The defense partnership—which will go by the moniker AUKUS—is the first time the United States will share advanced nuclear submarine technology with an ally since 1958. Leaders of the countries cited a changing security environment in the region as grounds for the agreement.
"Our world is becoming more complex, especially here in our region, the Indo-Pacific," Australian prime minister Scott Morrison said. "To meet these challenges, to help deliver the security and stability our region needs, we must now take our partnership to a new level."
Experts said the massive naval and nuclear buildup of the Chinese Communist Party forced the defense pact. China has the largest navy in the world, and satellite imagery shows Beijing has rapidly expanded its nuclear arsenal.
"Nothing is more provocative to China than nuke stuff and submarine stuff," said Oriana Skylar Mastro, an American Enterprise Institute senior fellow who specializes in defense policy and China. "[The pact] suggests that Australia is willing to take some real risks in its relationship to stand up to China."
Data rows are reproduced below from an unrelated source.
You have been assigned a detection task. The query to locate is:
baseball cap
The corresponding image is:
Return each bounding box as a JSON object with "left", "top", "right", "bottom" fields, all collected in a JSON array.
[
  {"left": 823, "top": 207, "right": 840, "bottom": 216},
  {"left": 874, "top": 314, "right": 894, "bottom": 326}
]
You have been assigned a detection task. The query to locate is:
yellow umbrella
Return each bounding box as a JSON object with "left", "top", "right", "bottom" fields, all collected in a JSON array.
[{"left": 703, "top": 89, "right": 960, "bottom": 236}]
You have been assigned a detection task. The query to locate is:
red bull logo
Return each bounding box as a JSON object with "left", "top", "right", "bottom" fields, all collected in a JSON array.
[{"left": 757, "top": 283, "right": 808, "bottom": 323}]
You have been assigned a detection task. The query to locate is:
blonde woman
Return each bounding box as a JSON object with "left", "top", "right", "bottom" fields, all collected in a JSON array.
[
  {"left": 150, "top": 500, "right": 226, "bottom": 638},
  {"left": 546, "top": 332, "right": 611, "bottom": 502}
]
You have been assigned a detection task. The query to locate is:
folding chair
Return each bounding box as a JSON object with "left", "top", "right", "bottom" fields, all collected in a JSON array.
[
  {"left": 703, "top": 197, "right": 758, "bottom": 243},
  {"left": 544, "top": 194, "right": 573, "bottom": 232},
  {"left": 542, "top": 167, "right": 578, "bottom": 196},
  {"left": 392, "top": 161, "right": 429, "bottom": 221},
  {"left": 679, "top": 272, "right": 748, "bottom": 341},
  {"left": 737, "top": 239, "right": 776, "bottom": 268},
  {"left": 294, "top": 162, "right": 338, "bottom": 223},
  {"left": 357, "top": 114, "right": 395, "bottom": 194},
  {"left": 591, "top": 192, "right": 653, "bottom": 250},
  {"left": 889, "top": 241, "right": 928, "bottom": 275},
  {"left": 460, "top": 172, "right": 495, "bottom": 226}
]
The agreement effectively axed a $90 billion deal between a French defense contractor and Australia for 12 diesel-powered submarines, a less advanced version of the American systems offered to Australia. French foreign minister Jean-Yves Le Drian said Canberra’s decision to scuttle the deal was "unacceptable" and that his country felt "stabbed in the back," saying the American submarine deal looked like something that former president Donald Trump would do.
Chinese officials expressed concern over the deal and Australia’s defensive alignment with the United States and Britain. China waged a trade war with Australia throughout 2020 and 2021, attempting to curb increasingly hawkish views in the country toward China. But that effort appears to have backfired with the deal’s signing.
"[The defense agreement is] severely damaging regional peace and stability, intensifying an arms race, and damaging international nuclear non-proliferation efforts," Foreign Ministry spokesman Zhao Lijian said on Thursday. "China always believes that any regional mechanism should conform to the trend of peace and development of the times and help enhance mutual trust and cooperation. … It should not target any third party or undermine its interests."